Kathleen Hanna Rebel Girl Book Cover

Raucous. Riotous. Resplendent.

The difference between autobiography and memoir is larger than most people might recognize, and it primarily comes down to perspective. With both of them, you’re sharing people the story of your life, but with the former, it’s a cut-and-dry retelling, while the latter can be a bit freer and much more emotional. You can’t lie in your memoir, but you can blur the details just a bit – typically to disguise people’s identity and often as a means of summary so that the minutiae don’t drag down everything. Some writers even use creative narration, nonlinear timelines, and composite characters instead of talking about every single person they met in life. But what it really means is that you don’t want to write your own Wikipedia entry: You want to tell a good story.

Which is exactly what Kathleen Hanna delivers with Rebel Girl.

Subtitled “My Life as a Feminist Punk,” the iconic leader of the groundbreaking bands Bikini Kill, the Julie Ruin, and Le Tigre crafts a warts-and-all retelling of her life. Overflowing with power, tears, success, and heartbreak, she refuses to shy away from the hard lessons, the tough scenarios, or ugly elements. However, while could have been a book filled with a bleak batch of “woe-is-me” paeans, it actually comes across as a lifelong search for beauty, purpose, and meaning – for herself and others.
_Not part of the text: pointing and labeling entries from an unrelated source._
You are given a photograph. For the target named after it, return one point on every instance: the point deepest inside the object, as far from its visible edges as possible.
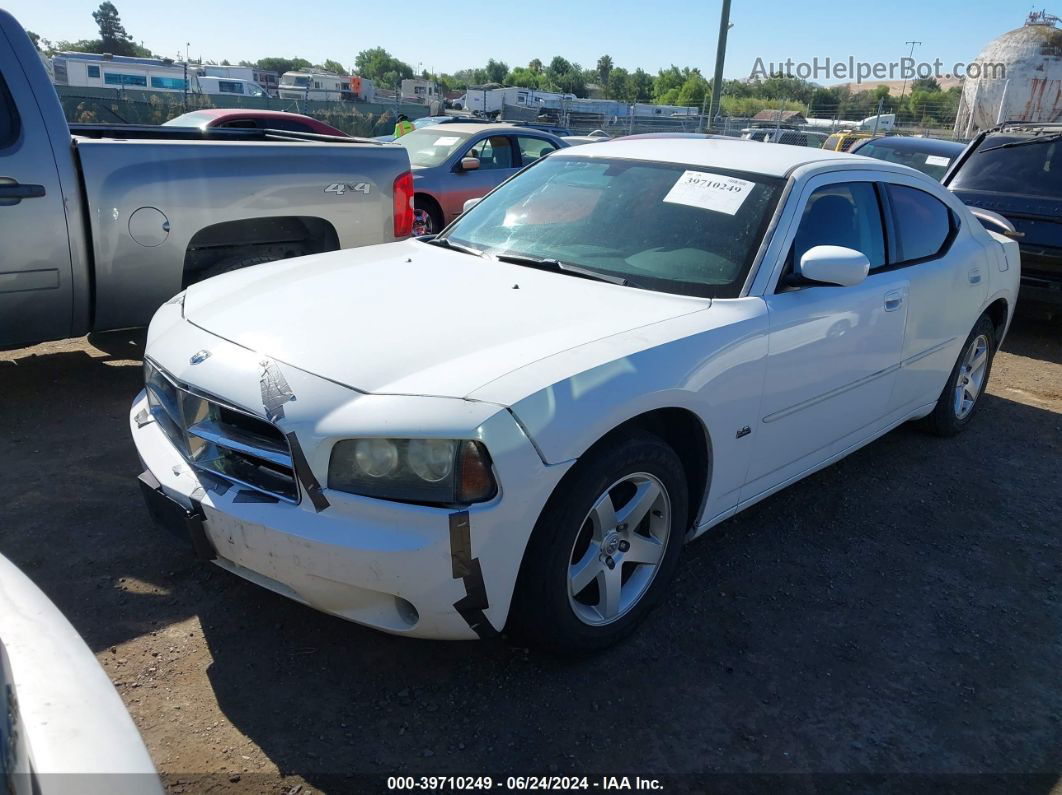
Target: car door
(833, 351)
(36, 291)
(947, 270)
(497, 162)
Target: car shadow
(897, 611)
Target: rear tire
(604, 549)
(430, 209)
(962, 394)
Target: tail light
(404, 204)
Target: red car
(234, 117)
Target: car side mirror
(834, 264)
(995, 222)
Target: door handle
(13, 192)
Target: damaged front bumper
(416, 570)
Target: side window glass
(923, 223)
(9, 117)
(532, 149)
(494, 153)
(845, 214)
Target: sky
(447, 35)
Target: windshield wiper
(547, 263)
(447, 243)
(1025, 142)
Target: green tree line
(925, 103)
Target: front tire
(962, 394)
(605, 547)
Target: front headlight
(438, 471)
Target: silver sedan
(455, 162)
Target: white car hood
(412, 318)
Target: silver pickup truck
(101, 225)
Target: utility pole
(717, 84)
(911, 55)
(877, 119)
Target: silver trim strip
(833, 393)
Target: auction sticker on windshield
(709, 191)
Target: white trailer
(120, 71)
(313, 86)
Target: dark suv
(1015, 170)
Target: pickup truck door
(36, 292)
(498, 160)
(833, 351)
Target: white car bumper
(406, 569)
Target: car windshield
(431, 147)
(194, 119)
(1030, 170)
(671, 227)
(929, 160)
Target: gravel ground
(897, 612)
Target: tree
(619, 84)
(113, 35)
(604, 68)
(523, 76)
(379, 65)
(496, 71)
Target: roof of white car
(775, 159)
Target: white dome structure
(1016, 78)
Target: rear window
(1031, 169)
(923, 223)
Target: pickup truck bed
(104, 223)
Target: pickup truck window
(9, 117)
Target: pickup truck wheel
(604, 549)
(233, 263)
(970, 377)
(429, 215)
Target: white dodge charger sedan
(517, 425)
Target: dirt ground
(898, 612)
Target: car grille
(220, 439)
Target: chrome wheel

Hanna walks this tightrope acts by being entirely self-effacing and self-aware of her own role in the story. While she neither wallows in self-pity nor embarks on a scorched earth bender, she also doesn’t shy away from harsh truths or painful memories. More importantly, she talks about her artistic struggles, victories, and everything in between with remarkable warmth and passion. From her music, photography, and art to Riot Grrrl, friendships, failures, and everything in between, she’s proud of her story (even if she’s not always proud of everything she did along the way).